The Secret Service men wanted to know, straight from the horse’s mouth, what Satan Bug did. “They said some victims were worried their systems weren’t completely clean because they thought it might infect [text] files,” Priest continued. “I told them it wouldn’t. They also wanted my opinion on things which surprised me, like different anti-virus programs and encryption [code] … I didn’t ask why.

“Jack Lewis also said someone claimed I said ‘All government computers will be infected by December’ or some such rubbish. Apparently, they thought I wrote Satan Bug as a weapon against the government or whatever, I can’t be too sure . . .”

Priest told them no, Satan Bug wasn’t specifically aimed at government computers, but it was hard to tell if the agents believed him. They were trained to reveal little, to be unnerving to those interviewed.

“They just stared,” Priest said, “as they did in response to every question I asked, including ‘what’s your name?’

“I tried – really tried – to act cool, but my heart was pounding like a hummingbird’s.”

The agents were keenly interested in Priest’s other [aliases], all the viruses he had written, which, if any, computer systems he might have spread them on, the names of some phalcon/SKISM members and the structure of the virus-writing group and details of their hacking exploits.

Priest declined to say anything about the identities of members of phalcon/SKISM. “I told them I knew nothing of the hackers and phreakers, and little more than you could pick up from reading … issues of [their electronic magazines].”

Priest was more interested in other secretive agencies within the government. He was keen on stories about deep black intelligence agencies. Perhaps he envisioned himself writing destructive viruses as part of a covert weapons project for one of them.

“Aren’t there any other agencies which would be more interested in what I’m doing?” Priest asked the agents.

He didn’t get an answer.

Eventually, the Secret Servicemen went away with a Priest-autographed printout of the source code to Satan Bug.

Programming Satan Bug had turned out to be richly rewarding for Priest. Not only had it gotten him recognized immediately in the computer underground, it had made him feared in the trenches of corporate America to the point where the Secret Service had felt compelled to intervene.

Priest continued to work on viruses, anyway.

He had just completed Natas, which he’d turned over to the Secret Service and to phalcon/SKISM for publication in that groups electronic computer virus magazine. He also uploaded the virus to a couple of bulletin board systems in Southern California. And he finished a very small, 96-byte .COM program-infecting virus.

There were other things he was working on, too, he added cryptically …
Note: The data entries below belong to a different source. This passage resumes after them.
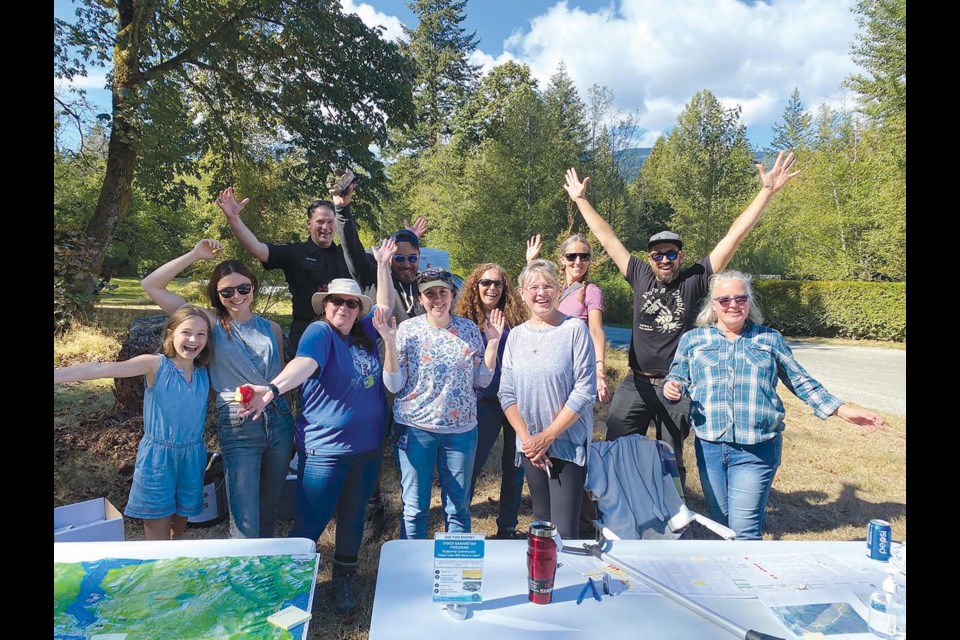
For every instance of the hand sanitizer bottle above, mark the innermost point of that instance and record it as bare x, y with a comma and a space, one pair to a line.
888, 611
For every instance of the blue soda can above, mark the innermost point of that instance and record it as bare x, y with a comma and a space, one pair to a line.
878, 540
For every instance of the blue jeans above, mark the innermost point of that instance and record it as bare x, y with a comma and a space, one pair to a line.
419, 452
256, 456
736, 480
328, 483
490, 422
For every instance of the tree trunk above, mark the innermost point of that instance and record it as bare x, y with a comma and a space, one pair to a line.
123, 148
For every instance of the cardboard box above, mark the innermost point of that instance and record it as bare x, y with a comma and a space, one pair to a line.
95, 520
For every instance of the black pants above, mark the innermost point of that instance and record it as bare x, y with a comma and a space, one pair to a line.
638, 403
557, 499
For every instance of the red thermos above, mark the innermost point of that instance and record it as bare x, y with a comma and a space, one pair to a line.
541, 561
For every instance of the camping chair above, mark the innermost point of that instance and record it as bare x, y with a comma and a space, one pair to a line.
636, 484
Priest had he had finally been able to videotape “The Satan Bug”
telemovie.
He shifted his VCR into replay and turned to look at his computer while it was playing. But the hacker said he still didn’t know what the movie was about when it was over. He had been too busy at the PC to pay attention.

Working . .



Notice of Satan Bug virus on Secret Service network, Crypt Newsletter e-zine, #19.


Old timers may note that portions of the original have been dropped. This has been done for reasons of clarity, technical discussion of programs long gone now and of little interest, and pacing.